The Court was and is an enthusiastic supporter of large-scale information services for the benefit particularly of individual consumers and small businesses. Members of these groups will be able to partake of these revolutionary new services only if a mass market therefor is established, while vast commercial enterprises generally have access to such services now.
The decree in this case has been responsible for a number of favorable developments: long distance rates have dropped substantially;
the price of telephone equipment has similarly been reduced;
innovations in telephone equipment available to the average person have appeared on retail shelves in astounding numbers and configurations;
and although the Regional Companies, which retain their local monopolies, initially raised local rates, that increase appears to have been largely halted during the current year.

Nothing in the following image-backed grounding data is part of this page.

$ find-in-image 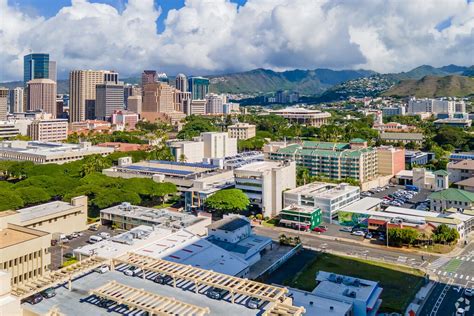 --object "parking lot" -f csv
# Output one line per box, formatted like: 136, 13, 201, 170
361, 184, 431, 210
50, 225, 119, 269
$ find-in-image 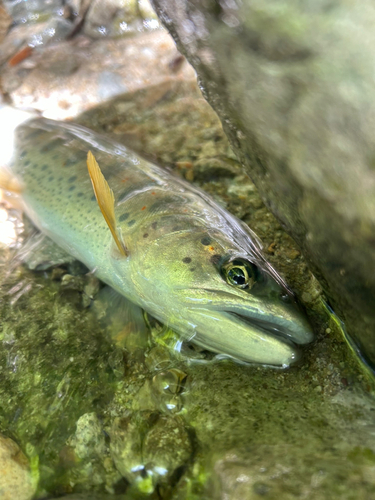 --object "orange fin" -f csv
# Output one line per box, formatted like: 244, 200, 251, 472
87, 150, 128, 257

Now would appear to be the time for adding to the achievements built on the competitive market established by the decree a system of broad-based, efficient, reasonably-priced information services available to all who want them. On this basis, the Court will rescind the restriction on the provision of information services in section II(D)(1) of the decree insofar as the transmission of such services is concerned. What remains to be discussed are the specific applications of this decision.
In its September 10, 1987 Opinion, the Court relied heavily upon the description of the services provided by Teletel, the French videotex system, in reaching conclusions about the feasibility and the likely structure of information services in the United States. This was so largely because the French system was and is the best known, the most widespread, and the one technologically most advanced, at least on a large scale basis. Moreover, Teletel had been supported by various parties to this litigation as an example of the technological benefits the Regional Companies could supply if the decree restrictions were relaxed. U.S. West especially
called the Minitel network "the model upon which we would build" the American system.

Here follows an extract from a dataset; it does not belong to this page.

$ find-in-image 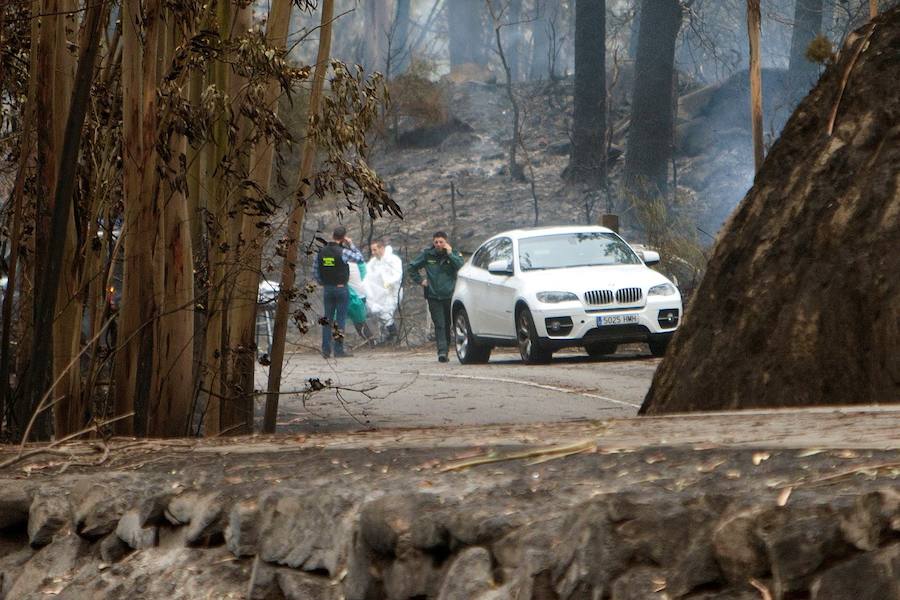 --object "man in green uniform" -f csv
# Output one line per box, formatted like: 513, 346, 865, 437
408, 231, 464, 362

That company also repeatedly touted the French experience as representing the cutting edge of the Information Age.
It is obvious from this discussion that here the most effective method of interconnection between the information providers, through the Regional Companies, to the consumers could turn out to be different, at least in theory and in the longer run, from that employed in France, and so could the infrastructure.
Additionally, advances in the communications and computer fields are said to have occurred since the unveiling of the French system, and further and broader advances are likely to occur in the future. On that basis, too, the existing Teletel system should not be cast in concrete as the sole option available to United States providers of transmission services.